Class NgramExtractor

java.lang.Object
com.optimaize.langdetect.ngram.NgramExtractor

public class NgramExtractor extends Object
Class for extracting n-grams out of a text.
Author:
Fabian Kessler
  • Method Details

    • gramLength

      public static NgramExtractor gramLength(int gramLength)
    • gramLengths

      public static NgramExtractor gramLengths(Integer... gramLength)
    • filter

      public NgramExtractor filter(NgramFilter filter)
    • textPadding

      public NgramExtractor textPadding(char textPadding)
      To ensure having border grams, this character is added to the left and right of the text.

      Example: when textPadding is a space ' ' then a text input "foo" becomes " foo ", ensuring that n-grams like " f" are created.

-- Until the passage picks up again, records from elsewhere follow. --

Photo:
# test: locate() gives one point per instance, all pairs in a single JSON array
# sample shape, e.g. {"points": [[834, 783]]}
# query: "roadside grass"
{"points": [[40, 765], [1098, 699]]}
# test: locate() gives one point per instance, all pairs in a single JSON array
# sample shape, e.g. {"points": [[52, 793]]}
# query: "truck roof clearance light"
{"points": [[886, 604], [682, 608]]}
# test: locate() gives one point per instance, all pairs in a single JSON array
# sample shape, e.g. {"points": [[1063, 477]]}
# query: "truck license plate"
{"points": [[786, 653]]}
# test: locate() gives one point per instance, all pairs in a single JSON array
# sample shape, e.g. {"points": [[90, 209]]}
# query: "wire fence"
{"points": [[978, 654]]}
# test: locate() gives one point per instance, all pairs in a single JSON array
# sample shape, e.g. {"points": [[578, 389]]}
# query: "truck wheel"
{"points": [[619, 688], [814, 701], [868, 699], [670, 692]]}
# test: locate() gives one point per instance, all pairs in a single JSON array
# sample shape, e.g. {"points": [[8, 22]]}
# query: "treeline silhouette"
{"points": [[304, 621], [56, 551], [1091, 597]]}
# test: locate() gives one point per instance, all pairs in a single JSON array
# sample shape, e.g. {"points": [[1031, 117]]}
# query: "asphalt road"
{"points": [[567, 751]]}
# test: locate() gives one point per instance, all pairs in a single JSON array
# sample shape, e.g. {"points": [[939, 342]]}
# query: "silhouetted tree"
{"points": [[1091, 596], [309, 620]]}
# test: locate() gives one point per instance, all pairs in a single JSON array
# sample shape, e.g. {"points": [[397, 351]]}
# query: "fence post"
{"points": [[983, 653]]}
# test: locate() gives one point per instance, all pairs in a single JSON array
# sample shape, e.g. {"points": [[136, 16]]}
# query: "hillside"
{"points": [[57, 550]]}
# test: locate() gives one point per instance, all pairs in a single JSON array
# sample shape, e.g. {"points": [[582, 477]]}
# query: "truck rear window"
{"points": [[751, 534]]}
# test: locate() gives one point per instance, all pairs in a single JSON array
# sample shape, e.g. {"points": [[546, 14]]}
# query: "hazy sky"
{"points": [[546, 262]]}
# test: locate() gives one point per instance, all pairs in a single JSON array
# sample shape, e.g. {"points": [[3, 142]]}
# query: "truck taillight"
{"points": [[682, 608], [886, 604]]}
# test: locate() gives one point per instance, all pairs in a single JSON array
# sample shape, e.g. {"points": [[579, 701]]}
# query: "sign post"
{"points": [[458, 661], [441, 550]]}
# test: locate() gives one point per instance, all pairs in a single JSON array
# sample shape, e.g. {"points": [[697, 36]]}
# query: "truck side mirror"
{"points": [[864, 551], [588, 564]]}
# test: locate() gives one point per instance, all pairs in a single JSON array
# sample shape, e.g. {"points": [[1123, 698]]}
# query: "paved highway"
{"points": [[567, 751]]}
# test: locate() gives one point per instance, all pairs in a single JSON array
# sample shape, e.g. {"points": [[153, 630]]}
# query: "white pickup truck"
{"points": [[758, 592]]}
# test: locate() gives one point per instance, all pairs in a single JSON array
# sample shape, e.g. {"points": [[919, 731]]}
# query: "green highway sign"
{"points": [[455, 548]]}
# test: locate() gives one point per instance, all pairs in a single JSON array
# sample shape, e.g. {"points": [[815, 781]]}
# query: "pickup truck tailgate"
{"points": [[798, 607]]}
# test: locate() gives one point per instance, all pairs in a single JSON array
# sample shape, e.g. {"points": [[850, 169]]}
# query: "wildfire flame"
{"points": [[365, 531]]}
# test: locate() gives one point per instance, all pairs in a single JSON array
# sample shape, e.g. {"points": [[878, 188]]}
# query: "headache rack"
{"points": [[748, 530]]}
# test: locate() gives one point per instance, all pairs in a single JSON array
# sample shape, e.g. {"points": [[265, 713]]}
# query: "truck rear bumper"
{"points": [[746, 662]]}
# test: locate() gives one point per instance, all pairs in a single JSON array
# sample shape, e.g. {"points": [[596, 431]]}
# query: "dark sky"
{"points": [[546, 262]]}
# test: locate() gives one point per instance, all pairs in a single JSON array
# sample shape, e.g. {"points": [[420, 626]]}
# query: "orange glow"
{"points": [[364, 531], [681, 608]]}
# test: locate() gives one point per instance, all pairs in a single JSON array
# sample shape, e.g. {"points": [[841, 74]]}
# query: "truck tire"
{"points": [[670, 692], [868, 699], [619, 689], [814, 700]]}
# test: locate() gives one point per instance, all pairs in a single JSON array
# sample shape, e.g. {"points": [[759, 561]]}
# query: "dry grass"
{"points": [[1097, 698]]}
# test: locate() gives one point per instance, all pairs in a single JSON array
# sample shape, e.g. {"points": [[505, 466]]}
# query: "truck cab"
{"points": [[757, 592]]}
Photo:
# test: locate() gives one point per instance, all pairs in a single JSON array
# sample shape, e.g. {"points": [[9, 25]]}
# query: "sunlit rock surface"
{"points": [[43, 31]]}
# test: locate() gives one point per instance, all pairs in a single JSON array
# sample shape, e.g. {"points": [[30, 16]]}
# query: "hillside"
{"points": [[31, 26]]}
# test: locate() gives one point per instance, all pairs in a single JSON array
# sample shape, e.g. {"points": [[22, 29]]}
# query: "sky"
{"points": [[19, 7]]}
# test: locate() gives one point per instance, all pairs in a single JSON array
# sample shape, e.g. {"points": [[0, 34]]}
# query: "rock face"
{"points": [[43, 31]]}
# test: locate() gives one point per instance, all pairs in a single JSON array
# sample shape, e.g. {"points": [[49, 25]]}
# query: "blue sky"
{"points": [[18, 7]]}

      If the text already has such a character in that position (eg starts with), it is not added there.

      Parameters:
      textPadding - for example a space ' '.
    • getGramLengths

      public List<Integer> getGramLengths()
    • extractGrams

      @NotNull public @NotNull List<String> extractGrams(@NotNull @NotNull CharSequence text)
      Creates the n-grams for a given text in the order they occur.

      Example: extractSortedGrams("Foo bar", 2) => [Fo,oo,o , b,ba,ar]

      Parameters:
      text -
      Returns:
      The grams, empty if the input was empty or if none for that gramLength fits.
    • extractCountedGrams

      @NotNull public @NotNull Map<String,Integer> extractCountedGrams(@NotNull @NotNull CharSequence text)
      Returns:
      Key = ngram, value = count The order is as the n-grams appeared first in the string.